Artturi snorted as he drove up to the church and parked in front of it. "Relax, Nadya: it's not a big deal."

"Slipping on ice and falling on your ass isn't a big deal," Nikola said. It was the most the kid had said since they'd left the prison, the poor bastard. Sasha was almost positive that he'd seen some unspeakable things in there, or maybe had some awful horror inflicted on him while he was in there. "Crashing the car because you can't see, getting people hurt, and possibly getting killed is a really big deal."

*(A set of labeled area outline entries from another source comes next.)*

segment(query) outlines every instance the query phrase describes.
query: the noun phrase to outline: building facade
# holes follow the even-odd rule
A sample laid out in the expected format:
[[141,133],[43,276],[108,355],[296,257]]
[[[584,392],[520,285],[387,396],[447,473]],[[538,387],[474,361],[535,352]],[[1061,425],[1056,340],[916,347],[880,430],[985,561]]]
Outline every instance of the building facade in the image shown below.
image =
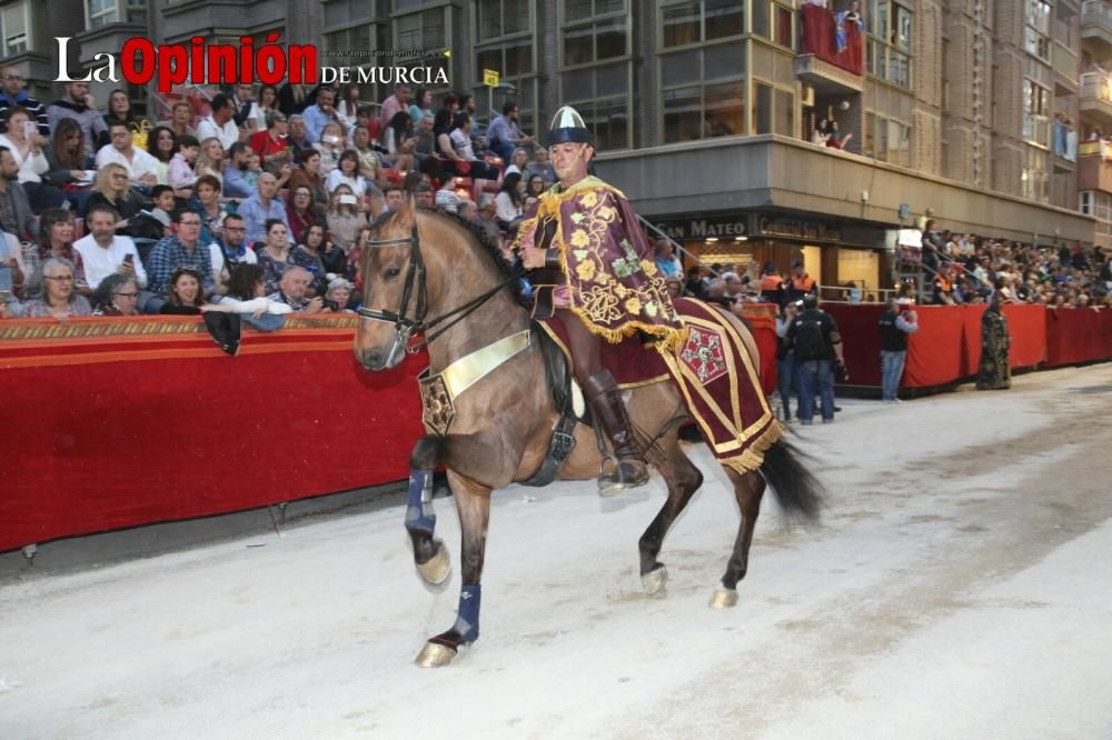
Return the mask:
[[[329,66],[443,67],[480,118],[513,99],[526,130],[569,103],[594,131],[599,173],[693,253],[782,269],[803,259],[824,284],[888,284],[895,230],[927,209],[963,233],[1109,244],[1112,159],[1086,141],[1112,132],[1104,0],[862,0],[860,18],[846,17],[854,7],[9,0],[0,32],[4,58],[40,81],[53,73],[54,36],[76,37],[88,63],[138,34],[278,32],[318,44]],[[364,86],[361,97],[389,92]],[[824,120],[842,150],[814,143]]]

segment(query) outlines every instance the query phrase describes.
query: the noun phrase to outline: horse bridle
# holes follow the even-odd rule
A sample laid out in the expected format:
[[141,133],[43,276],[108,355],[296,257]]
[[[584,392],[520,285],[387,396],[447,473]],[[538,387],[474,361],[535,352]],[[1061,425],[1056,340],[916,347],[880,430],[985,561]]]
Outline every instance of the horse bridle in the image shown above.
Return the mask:
[[[369,249],[379,249],[383,247],[396,247],[398,244],[409,244],[409,269],[406,271],[406,284],[401,291],[401,306],[398,308],[397,312],[376,311],[367,307],[360,307],[358,310],[358,314],[364,319],[370,319],[371,321],[385,321],[394,324],[395,339],[394,347],[390,348],[389,359],[394,359],[401,347],[405,347],[406,351],[410,354],[416,354],[431,344],[433,340],[437,337],[454,327],[457,321],[463,320],[468,313],[490,300],[499,290],[522,277],[520,270],[515,269],[508,278],[485,293],[467,301],[463,306],[458,306],[450,311],[438,316],[435,319],[426,321],[425,314],[428,311],[428,292],[425,284],[425,260],[423,260],[420,256],[420,237],[417,233],[417,219],[414,218],[413,230],[410,231],[408,238],[367,241],[364,246]],[[366,280],[367,277],[364,276],[364,279]],[[414,318],[407,319],[406,311],[409,309],[409,301],[414,299],[415,292],[417,296],[417,303],[414,308]],[[427,332],[433,327],[451,317],[456,318],[441,327],[438,331],[435,331],[431,334],[426,333],[425,339],[419,342],[410,342],[414,334]]]

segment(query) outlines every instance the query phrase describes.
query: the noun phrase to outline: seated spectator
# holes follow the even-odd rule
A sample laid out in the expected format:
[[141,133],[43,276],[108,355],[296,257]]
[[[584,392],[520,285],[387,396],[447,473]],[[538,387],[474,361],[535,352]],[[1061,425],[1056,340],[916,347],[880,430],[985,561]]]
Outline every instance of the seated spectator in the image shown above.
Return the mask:
[[116,236],[116,211],[108,206],[97,206],[86,219],[89,233],[73,243],[81,256],[89,286],[99,286],[110,274],[133,277],[140,288],[147,284],[147,272],[139,260],[139,251],[129,237]]
[[111,143],[101,147],[97,152],[97,169],[108,164],[120,164],[128,173],[128,179],[137,186],[152,188],[158,184],[158,160],[132,146],[131,128],[122,122],[108,127]]
[[[319,158],[319,154],[312,152]],[[290,184],[291,190],[297,186]],[[244,217],[244,226],[247,227],[247,243],[255,244],[267,239],[267,221],[278,220],[286,224],[286,201],[278,197],[278,178],[264,172],[259,177],[259,187],[251,193],[251,197],[239,204],[238,213]],[[292,234],[288,241],[294,242]]]
[[193,170],[193,162],[201,153],[201,144],[191,136],[183,136],[178,139],[178,151],[170,158],[169,171],[167,173],[167,184],[173,188],[178,198],[189,198],[197,187],[197,172]]
[[258,251],[258,261],[262,267],[267,292],[272,293],[278,290],[281,277],[290,268],[289,253],[292,244],[289,243],[287,233],[289,229],[284,221],[268,219],[266,229],[266,241],[262,244],[262,249]]
[[320,313],[325,311],[325,299],[321,296],[308,298],[306,292],[312,276],[301,267],[290,267],[281,276],[278,289],[267,296],[276,303],[285,303],[294,309],[295,313]]
[[197,316],[205,306],[205,290],[200,272],[190,267],[179,267],[170,273],[166,302],[159,313]]
[[203,177],[206,174],[211,174],[217,180],[220,181],[220,188],[224,188],[224,157],[225,149],[224,144],[216,137],[210,137],[208,139],[201,140],[201,151],[197,156],[197,163],[193,166],[193,171],[197,177]]
[[139,283],[133,276],[113,272],[92,293],[93,316],[139,316]]
[[23,251],[23,263],[28,277],[50,258],[63,259],[72,264],[73,290],[88,294],[92,286],[86,279],[81,253],[73,249],[73,214],[64,208],[51,208],[39,220],[38,244]]
[[53,317],[64,321],[71,316],[92,316],[89,301],[73,290],[73,263],[51,257],[31,276],[27,286],[23,316]]
[[[201,246],[201,217],[188,209],[173,214],[173,236],[165,237],[151,249],[147,260],[147,289],[168,296],[170,274],[178,268],[192,268],[200,276],[201,289],[211,293],[212,263],[207,246]],[[146,309],[148,312],[150,307]]]
[[359,229],[367,224],[364,201],[356,198],[351,188],[341,184],[332,192],[332,202],[327,216],[328,233],[332,242],[345,251],[355,247]]
[[344,127],[336,121],[326,123],[320,132],[320,141],[312,146],[320,152],[320,174],[328,177],[339,164],[340,154],[344,153]]
[[336,188],[346,184],[360,200],[367,194],[369,187],[367,180],[359,174],[359,154],[355,149],[347,149],[340,154],[336,169],[328,173],[325,179],[325,188],[330,193],[336,192]]
[[42,179],[50,171],[50,162],[42,151],[44,144],[47,139],[39,134],[38,126],[27,109],[22,106],[9,108],[8,132],[0,133],[0,147],[7,148],[14,158],[16,179],[23,186],[31,210],[36,213],[66,202],[66,194]]
[[209,243],[209,259],[212,263],[212,282],[216,287],[216,293],[226,291],[231,268],[240,262],[258,263],[259,258],[254,249],[247,247],[246,238],[247,229],[244,226],[244,217],[239,213],[228,213],[224,219],[224,230],[220,238]]
[[328,211],[328,188],[325,187],[325,177],[320,173],[320,152],[316,149],[306,149],[297,156],[299,168],[289,176],[287,187],[297,190],[305,187],[312,193],[312,204],[321,216]]

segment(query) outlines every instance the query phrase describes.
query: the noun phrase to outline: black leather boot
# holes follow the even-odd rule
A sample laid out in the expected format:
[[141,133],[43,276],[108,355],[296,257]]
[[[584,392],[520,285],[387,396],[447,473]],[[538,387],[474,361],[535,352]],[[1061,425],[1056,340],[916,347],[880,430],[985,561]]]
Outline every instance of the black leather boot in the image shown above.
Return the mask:
[[583,394],[598,417],[603,430],[610,438],[617,464],[614,472],[599,473],[598,492],[609,496],[627,488],[637,488],[648,482],[648,466],[645,464],[641,446],[633,436],[633,424],[622,401],[622,391],[609,370],[596,372],[583,386]]

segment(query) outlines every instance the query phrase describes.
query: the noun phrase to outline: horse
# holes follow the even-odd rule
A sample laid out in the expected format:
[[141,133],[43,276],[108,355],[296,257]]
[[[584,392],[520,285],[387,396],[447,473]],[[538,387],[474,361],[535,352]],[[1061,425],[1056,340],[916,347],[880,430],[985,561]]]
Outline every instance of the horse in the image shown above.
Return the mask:
[[[410,201],[397,212],[379,217],[359,266],[363,307],[354,350],[367,370],[396,367],[407,351],[414,351],[421,334],[429,368],[436,371],[460,358],[477,357],[477,350],[506,347],[515,338],[529,337],[532,318],[520,301],[519,274],[481,230],[455,216],[419,209]],[[744,339],[754,367],[759,367],[748,329],[735,317],[729,321]],[[493,369],[488,362],[487,372],[477,380],[473,377],[466,392],[460,391],[450,404],[454,416],[450,427],[441,430],[446,433],[423,436],[410,453],[405,526],[417,571],[427,583],[444,583],[450,569],[447,548],[434,537],[433,474],[439,464],[447,470],[461,529],[457,619],[447,631],[428,639],[417,656],[418,666],[446,666],[460,648],[478,639],[490,494],[529,479],[546,459],[559,414],[547,383],[536,380],[545,377],[538,346],[536,341],[518,341],[502,353]],[[443,410],[444,403],[436,406]],[[674,383],[636,388],[627,407],[634,426],[652,440],[647,461],[667,486],[667,500],[638,540],[642,584],[646,592],[656,593],[668,578],[658,559],[664,537],[703,483],[703,474],[678,443],[677,427],[686,411]],[[594,431],[580,424],[574,434],[576,443],[559,478],[592,479],[602,461]],[[741,522],[725,573],[711,600],[713,608],[737,602],[736,587],[748,569],[749,544],[766,482],[790,518],[813,521],[822,506],[821,484],[783,437],[765,451],[759,472],[723,469],[733,484]]]

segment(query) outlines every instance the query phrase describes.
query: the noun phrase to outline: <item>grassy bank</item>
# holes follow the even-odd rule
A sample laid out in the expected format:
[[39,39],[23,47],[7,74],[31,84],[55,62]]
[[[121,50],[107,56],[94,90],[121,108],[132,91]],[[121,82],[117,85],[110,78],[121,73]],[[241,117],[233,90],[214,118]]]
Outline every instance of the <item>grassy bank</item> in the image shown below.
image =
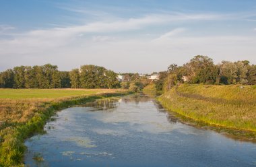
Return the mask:
[[167,109],[217,126],[256,131],[256,89],[184,84],[158,98]]
[[[96,99],[128,94],[117,90],[63,90],[58,94],[56,90],[0,89],[0,94],[8,92],[7,90],[10,93],[0,98],[0,166],[23,166],[24,140],[42,132],[45,123],[55,111]],[[42,94],[36,94],[38,92]],[[32,98],[24,98],[24,94],[28,92],[36,94],[37,98],[33,95]],[[51,98],[51,94],[59,98]]]
[[155,96],[157,95],[157,92],[156,89],[156,85],[154,84],[149,84],[146,86],[142,90],[142,92],[145,94],[148,94],[152,96]]

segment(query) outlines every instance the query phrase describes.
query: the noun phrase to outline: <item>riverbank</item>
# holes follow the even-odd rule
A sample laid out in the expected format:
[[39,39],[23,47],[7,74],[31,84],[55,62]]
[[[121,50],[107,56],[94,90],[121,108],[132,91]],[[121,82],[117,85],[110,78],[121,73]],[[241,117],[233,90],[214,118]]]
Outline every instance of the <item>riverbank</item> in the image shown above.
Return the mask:
[[[0,92],[6,90],[3,89],[0,90]],[[34,133],[43,133],[44,124],[55,111],[96,99],[129,94],[128,92],[121,90],[90,90],[88,93],[80,92],[78,96],[77,91],[79,90],[70,90],[68,94],[67,92],[64,94],[62,92],[59,95],[59,98],[51,98],[49,97],[51,97],[53,91],[56,92],[55,90],[53,90],[52,92],[50,90],[50,93],[49,90],[9,90],[9,95],[0,98],[0,166],[24,166],[23,156],[26,150],[24,140]],[[40,97],[33,98],[24,98],[22,96],[19,97],[18,94],[15,92],[13,98],[13,94],[11,93],[28,90],[31,91],[32,94],[38,91],[47,92],[46,94],[41,94]],[[56,92],[53,94],[56,95]]]
[[216,126],[256,131],[253,86],[183,84],[158,98],[166,109]]

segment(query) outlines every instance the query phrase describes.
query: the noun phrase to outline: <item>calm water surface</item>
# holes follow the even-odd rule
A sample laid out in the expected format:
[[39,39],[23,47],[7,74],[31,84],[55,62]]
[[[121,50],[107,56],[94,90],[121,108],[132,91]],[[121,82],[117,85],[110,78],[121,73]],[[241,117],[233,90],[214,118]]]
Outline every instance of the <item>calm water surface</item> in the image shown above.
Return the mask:
[[256,166],[255,143],[183,124],[146,96],[69,108],[54,118],[46,134],[26,141],[26,165]]

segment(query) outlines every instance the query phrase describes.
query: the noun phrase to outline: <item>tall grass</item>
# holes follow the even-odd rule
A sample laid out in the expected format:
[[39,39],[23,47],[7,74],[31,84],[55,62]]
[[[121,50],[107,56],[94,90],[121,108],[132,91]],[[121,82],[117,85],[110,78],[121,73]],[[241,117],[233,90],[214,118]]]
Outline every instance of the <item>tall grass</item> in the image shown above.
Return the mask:
[[47,120],[56,110],[96,99],[127,94],[113,91],[101,94],[72,96],[57,99],[0,100],[0,166],[24,166],[24,141],[35,133],[41,133]]
[[184,84],[158,99],[167,109],[194,120],[256,131],[256,90],[251,86]]

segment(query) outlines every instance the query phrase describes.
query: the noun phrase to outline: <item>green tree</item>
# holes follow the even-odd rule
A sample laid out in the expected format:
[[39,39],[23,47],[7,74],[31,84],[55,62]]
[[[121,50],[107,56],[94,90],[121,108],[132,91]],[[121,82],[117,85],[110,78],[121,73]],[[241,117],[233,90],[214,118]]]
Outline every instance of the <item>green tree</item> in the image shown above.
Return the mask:
[[256,65],[253,65],[249,67],[248,73],[248,84],[256,85]]
[[68,71],[60,71],[61,85],[62,88],[70,88],[71,80]]
[[24,77],[26,88],[36,88],[36,87],[35,88],[36,73],[30,66],[25,67]]
[[0,87],[3,88],[13,88],[14,73],[12,69],[7,69],[0,73]]
[[25,88],[25,67],[20,66],[13,68],[14,73],[14,88]]
[[129,89],[129,86],[130,86],[130,82],[129,81],[122,81],[121,83],[121,87],[123,89]]
[[117,74],[111,70],[108,70],[104,73],[106,77],[106,87],[108,88],[118,88],[120,86],[119,81],[117,77]]
[[131,82],[130,84],[130,86],[129,87],[129,90],[134,92],[139,92],[139,87],[136,86],[135,82]]
[[72,88],[80,88],[80,72],[78,69],[72,69],[69,72],[69,77]]

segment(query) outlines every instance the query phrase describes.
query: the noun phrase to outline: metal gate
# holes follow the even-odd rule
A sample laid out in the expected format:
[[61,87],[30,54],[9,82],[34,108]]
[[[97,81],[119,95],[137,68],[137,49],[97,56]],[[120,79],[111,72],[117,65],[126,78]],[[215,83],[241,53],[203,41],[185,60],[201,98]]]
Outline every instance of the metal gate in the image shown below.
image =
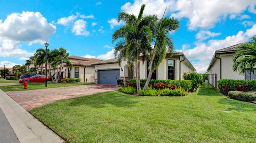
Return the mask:
[[201,74],[203,81],[200,88],[214,88],[217,87],[217,76],[216,73]]

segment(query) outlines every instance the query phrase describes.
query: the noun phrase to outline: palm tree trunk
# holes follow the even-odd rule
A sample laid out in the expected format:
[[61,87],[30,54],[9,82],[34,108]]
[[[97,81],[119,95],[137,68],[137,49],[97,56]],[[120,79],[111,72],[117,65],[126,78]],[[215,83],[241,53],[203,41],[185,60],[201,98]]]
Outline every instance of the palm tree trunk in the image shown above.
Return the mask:
[[152,70],[152,65],[153,64],[154,59],[155,58],[155,56],[156,56],[156,51],[157,46],[156,44],[155,43],[155,46],[154,46],[154,50],[153,50],[153,55],[152,55],[152,59],[149,63],[149,73],[148,73],[148,77],[147,78],[147,81],[146,81],[145,85],[144,85],[144,87],[143,88],[143,90],[145,90],[147,87],[148,86],[148,83],[149,83],[149,81],[150,81],[151,77],[152,77],[152,73],[153,73],[153,70]]
[[135,64],[136,70],[136,85],[137,87],[137,92],[140,90],[140,60],[137,60]]

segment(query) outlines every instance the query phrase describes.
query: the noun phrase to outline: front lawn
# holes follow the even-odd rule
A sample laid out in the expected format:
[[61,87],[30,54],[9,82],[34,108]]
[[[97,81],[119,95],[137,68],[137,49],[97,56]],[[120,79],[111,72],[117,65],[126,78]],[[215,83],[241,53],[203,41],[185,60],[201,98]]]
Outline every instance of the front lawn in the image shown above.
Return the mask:
[[86,83],[74,83],[74,84],[48,84],[47,85],[47,87],[45,87],[45,83],[40,83],[28,84],[27,89],[24,89],[23,85],[0,86],[0,89],[4,91],[21,91],[21,90],[34,90],[34,89],[44,89],[44,88],[85,85],[90,85],[92,83],[93,83],[92,82],[86,82]]
[[256,105],[213,89],[185,97],[110,91],[30,113],[69,142],[256,142]]
[[0,78],[0,83],[19,83],[19,80],[6,80],[4,78]]

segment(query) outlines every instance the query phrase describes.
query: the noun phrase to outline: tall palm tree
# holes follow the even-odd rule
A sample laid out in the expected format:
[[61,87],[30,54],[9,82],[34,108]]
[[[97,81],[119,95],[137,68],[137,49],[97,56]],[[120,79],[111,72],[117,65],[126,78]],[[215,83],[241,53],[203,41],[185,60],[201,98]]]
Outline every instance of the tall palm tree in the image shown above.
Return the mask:
[[69,54],[67,50],[62,47],[60,47],[59,49],[58,56],[54,58],[54,61],[52,63],[53,66],[57,67],[56,82],[58,82],[60,80],[62,72],[62,68],[61,68],[64,64],[72,68],[72,64],[68,59],[68,56]]
[[246,69],[254,73],[256,66],[256,36],[251,41],[240,45],[233,55],[233,70],[243,74]]
[[165,58],[166,50],[168,50],[170,53],[170,56],[172,55],[173,44],[168,34],[170,32],[177,30],[179,27],[179,22],[177,20],[173,18],[166,18],[163,16],[161,19],[157,19],[156,24],[154,25],[153,31],[155,44],[152,56],[150,58],[149,65],[148,65],[149,72],[143,90],[146,90],[150,80],[152,73],[159,66],[162,60]]
[[116,30],[112,36],[113,43],[119,40],[114,47],[114,54],[119,64],[124,60],[130,67],[135,64],[137,91],[141,89],[140,58],[145,60],[150,54],[150,42],[153,40],[153,32],[148,24],[150,23],[149,17],[143,17],[145,7],[145,4],[141,5],[138,18],[125,12],[119,13],[118,21],[122,21],[125,24]]

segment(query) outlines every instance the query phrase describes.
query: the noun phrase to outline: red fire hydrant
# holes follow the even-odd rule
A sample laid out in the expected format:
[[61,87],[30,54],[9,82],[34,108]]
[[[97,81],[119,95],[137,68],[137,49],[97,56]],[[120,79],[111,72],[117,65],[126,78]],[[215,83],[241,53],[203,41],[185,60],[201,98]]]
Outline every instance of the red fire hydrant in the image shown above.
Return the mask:
[[28,82],[27,82],[27,81],[24,81],[24,82],[23,82],[23,85],[24,86],[24,89],[27,89],[27,87],[28,86]]

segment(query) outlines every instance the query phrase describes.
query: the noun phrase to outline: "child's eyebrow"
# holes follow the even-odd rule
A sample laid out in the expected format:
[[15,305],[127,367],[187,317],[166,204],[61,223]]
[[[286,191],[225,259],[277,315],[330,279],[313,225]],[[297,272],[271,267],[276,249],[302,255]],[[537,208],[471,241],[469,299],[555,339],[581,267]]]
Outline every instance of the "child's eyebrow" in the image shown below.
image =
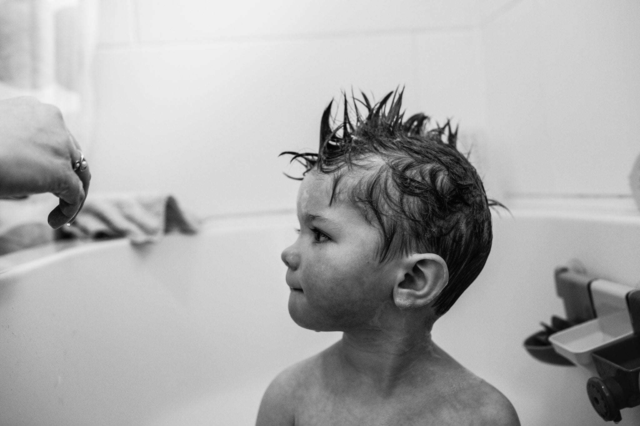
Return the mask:
[[324,216],[320,216],[319,215],[312,215],[311,213],[307,213],[307,220],[308,222],[321,222],[326,224],[332,224],[333,221],[331,219],[328,219]]

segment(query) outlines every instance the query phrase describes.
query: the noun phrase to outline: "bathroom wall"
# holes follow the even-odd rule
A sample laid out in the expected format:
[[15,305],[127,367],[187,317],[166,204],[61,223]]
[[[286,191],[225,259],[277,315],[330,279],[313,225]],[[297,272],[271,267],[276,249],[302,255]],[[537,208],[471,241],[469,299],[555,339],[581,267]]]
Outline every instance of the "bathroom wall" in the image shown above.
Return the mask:
[[480,140],[477,6],[103,0],[92,191],[168,191],[204,215],[292,208],[277,155],[316,149],[323,110],[352,87],[405,86],[408,112]]
[[341,89],[404,85],[460,123],[490,196],[629,208],[639,24],[635,0],[102,0],[92,191],[291,208],[277,154],[316,148]]
[[640,3],[480,3],[490,142],[504,192],[628,199],[640,153]]

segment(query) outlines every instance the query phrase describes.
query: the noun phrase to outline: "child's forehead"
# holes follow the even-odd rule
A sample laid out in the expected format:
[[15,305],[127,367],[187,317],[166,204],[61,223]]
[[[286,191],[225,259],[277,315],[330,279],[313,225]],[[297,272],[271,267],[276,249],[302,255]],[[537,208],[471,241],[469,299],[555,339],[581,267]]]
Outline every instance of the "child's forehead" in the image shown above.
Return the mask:
[[362,173],[321,173],[312,171],[302,181],[298,201],[316,206],[332,207],[344,204],[358,184]]

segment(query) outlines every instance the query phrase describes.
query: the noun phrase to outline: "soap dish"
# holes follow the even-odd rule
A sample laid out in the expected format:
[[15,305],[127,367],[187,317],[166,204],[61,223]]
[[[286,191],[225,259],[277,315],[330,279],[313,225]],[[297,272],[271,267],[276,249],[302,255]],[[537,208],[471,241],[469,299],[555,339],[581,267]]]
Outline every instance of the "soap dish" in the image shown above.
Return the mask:
[[598,317],[549,336],[557,353],[575,364],[593,362],[591,353],[633,335],[627,311]]

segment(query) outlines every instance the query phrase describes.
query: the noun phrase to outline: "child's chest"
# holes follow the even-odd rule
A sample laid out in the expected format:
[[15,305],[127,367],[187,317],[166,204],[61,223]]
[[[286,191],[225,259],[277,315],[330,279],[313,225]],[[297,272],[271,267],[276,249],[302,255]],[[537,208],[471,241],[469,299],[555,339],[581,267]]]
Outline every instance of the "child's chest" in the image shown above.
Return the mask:
[[296,404],[295,426],[418,426],[473,423],[473,415],[453,400],[417,392],[381,398],[360,393],[345,394],[315,390],[301,395]]

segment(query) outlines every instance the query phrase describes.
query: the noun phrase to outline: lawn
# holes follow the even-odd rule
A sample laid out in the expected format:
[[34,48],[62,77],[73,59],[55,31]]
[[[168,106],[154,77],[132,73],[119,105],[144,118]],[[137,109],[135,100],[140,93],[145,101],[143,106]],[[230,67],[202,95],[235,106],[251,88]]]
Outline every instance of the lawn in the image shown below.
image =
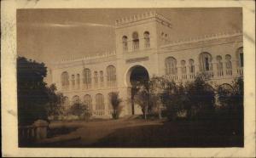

"Especially when it's right by the lair," Arkadiy chimed in as Artturi parked. "You don't think they'd search every building on this street for the drivers of this car filled with illegal shit? Including the church?"

"We're here, aren't we?" Artturi asked. "Besides: stop acting all smart, over there. I'm not the one who fell through ice on the Neva just to get a hat. In spring. When it was obvious that the ice was too thin to hold that fat ass of yours."

Arkadiy gave a one-fingered salute to that, to which Artturi just laughed.

They all piled out of the car, Arkadiy helping Sasha walk, and walked up to the church doors.